Gardening is far from pumping iron and unless you are hauling wheelbarrows of dirt every day for long distances, it probably will not benefit your cardiovascular fitness much. However, digging, weeding, planting and other repetitive tasks require stretching or strength. This makes them excellent forms of low impact exercise, especially for those who find it challenging to perform vigorous exercise such as older people, those with disabilities or those who suffer from chronic pain.
Experts also state that gardening tasks can help in improving hand strength in older adults. Additionally, a 2012 study found that people who engage in community gardening projects have a body mass index (BMI) that is considerably lower than non-gardeners. This suggests that an active lifestyle does translate into improvement in weight management. Male and female participants who engaged in community gardening were 62% and 46% less likely to be overweight or obese respectively, compared to non-gardeners.
Interestingly, it has been found out by fitness scientists that exercising outdoors makes you exercise harder. This is despite the fact that you perceive the activity as being easier when you compare it to indoor exercise. This could be a potential part of the equation because you may be encouraged to work harder when you are in the garden than when you are in the gym.
[ Read: How Safe Is Gardening During Pregnancy? ]
Brain Health Improvement
According to some research, the physical activity that is associated with gardening can help in lowering the risk of developing dementia.
Two separate studies following people in their 60s and 70s for up to 16 years found that regular gardeners had a 36% and 47% lower risk of dementia respectively, than those who did not garden, even after taking a range of other health factors into account. While these findings are not entirely definitive, they suggest that gardening’s combination of physical and mental activity may have influenced the mind in a positive way.
Because gardening helps in relieving stress, it can enhance your attention and concentration as well. This allows you to recover from mental fatigue.
As you know, fitness and good mood depends a lot on nutrition as well. When you garden, you grow fruits and vegetables, which gives you access to the freshest and healthiest food you can eat. It is not surprising that there have been several studies that show that people who garden, eat more fruits and vegetables than those who do not.
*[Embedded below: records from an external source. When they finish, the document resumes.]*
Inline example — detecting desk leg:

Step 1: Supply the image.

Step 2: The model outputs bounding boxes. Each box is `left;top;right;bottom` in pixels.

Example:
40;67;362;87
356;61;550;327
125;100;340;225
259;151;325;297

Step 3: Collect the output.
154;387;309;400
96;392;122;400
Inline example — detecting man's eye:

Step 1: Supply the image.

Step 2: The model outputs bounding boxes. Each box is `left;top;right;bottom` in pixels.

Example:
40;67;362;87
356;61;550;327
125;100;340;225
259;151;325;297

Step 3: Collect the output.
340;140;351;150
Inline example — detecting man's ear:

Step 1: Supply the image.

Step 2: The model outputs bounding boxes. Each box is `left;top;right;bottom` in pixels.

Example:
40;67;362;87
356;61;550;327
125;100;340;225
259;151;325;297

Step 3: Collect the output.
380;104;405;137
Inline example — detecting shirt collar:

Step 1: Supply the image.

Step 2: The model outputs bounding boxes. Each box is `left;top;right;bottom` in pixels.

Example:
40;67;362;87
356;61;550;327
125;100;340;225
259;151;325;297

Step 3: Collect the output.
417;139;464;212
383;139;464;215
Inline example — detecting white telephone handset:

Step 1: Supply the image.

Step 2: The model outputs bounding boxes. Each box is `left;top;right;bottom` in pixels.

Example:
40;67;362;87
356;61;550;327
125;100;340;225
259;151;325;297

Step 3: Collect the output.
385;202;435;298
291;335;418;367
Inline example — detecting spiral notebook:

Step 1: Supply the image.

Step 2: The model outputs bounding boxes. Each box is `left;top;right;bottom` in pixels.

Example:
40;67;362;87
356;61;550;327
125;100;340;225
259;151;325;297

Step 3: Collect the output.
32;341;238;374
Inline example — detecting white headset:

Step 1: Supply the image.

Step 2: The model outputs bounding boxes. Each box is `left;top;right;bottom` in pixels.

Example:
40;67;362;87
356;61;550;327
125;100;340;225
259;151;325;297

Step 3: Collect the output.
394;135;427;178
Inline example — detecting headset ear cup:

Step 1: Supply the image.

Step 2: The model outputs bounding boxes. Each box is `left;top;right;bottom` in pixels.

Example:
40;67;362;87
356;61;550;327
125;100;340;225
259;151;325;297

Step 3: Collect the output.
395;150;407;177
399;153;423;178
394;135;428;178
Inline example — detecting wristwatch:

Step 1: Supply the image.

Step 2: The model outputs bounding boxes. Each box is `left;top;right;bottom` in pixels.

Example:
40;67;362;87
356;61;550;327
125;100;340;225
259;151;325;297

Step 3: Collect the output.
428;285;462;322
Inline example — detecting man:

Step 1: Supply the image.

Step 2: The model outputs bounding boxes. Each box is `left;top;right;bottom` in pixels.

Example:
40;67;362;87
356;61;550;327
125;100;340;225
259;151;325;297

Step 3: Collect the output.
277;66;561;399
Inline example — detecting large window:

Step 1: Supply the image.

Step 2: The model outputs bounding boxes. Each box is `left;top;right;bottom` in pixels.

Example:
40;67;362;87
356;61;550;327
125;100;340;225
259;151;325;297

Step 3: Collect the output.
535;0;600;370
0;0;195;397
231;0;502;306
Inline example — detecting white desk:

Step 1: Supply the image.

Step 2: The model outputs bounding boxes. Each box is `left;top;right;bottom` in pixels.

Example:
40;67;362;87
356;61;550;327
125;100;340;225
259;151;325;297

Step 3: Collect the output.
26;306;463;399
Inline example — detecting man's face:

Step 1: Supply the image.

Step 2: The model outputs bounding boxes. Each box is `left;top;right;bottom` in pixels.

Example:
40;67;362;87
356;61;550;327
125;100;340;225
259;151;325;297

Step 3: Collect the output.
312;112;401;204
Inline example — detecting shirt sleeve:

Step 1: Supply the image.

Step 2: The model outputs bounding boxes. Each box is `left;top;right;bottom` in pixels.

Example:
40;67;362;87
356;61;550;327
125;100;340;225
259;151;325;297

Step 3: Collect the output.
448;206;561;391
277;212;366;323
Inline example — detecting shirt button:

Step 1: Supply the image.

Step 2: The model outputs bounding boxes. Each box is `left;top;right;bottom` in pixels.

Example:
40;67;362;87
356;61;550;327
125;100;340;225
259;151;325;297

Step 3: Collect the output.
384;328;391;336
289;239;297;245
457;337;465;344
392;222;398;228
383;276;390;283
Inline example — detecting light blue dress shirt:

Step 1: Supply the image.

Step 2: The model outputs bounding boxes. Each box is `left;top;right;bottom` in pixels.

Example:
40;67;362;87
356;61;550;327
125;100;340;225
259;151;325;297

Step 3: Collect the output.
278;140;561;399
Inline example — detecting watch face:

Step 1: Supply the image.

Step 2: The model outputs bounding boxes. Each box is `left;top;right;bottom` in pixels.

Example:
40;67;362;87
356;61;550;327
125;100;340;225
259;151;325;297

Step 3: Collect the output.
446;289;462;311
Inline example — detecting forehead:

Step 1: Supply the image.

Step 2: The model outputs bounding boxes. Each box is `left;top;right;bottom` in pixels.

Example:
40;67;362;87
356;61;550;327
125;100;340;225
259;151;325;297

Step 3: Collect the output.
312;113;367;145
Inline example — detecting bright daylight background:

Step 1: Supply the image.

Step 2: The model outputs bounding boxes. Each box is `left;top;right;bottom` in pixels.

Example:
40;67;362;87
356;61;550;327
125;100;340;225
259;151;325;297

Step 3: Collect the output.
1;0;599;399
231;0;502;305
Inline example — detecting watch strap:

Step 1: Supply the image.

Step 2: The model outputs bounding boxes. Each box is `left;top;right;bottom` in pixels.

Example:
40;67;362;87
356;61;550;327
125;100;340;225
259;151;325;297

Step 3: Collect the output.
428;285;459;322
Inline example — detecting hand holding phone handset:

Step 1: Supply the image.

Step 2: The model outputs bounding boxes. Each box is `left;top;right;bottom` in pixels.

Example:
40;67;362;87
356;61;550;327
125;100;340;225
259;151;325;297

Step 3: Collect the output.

People who grow food tend to eat healthy, which is important for fitness and overall health, including mental. When you eat healthy, you get the essential nutrients that are required to keep you fit and strong. These nutrients also play a role in your mental and emotional well-being, thus helping to improve your mood and keep your brain healthy and optimally functioning at all times.
Get Gardening Today
According to the Centers for Disease Control and Prevention (CDC), engaging in moderate-intensity level activity for two and a half hours each week can significantly reduce the risk for high blood pressure, obesity, stroke heart disease, type II diabetes, colon cancer, osteoporosis, depression and premature death. The CDC states that gardening is a moderate-intensity level activity which can help you achieve the two and a half hour goal every week. Also, when you choose gardening as your moderate-intensity exercise, it is likely that you will exercise 40 to 50 minutes longer, which means that you get a good amount of exercise that benefits you both physically and mentally.
If you are considering taking up gardening, it will be one of the smartest decisions you make in life. With so many benefits, you will be doing your physical and mental health a world of good. With the facts given above, you now have more than enough reasons to get your gardening tools out and start gardening today.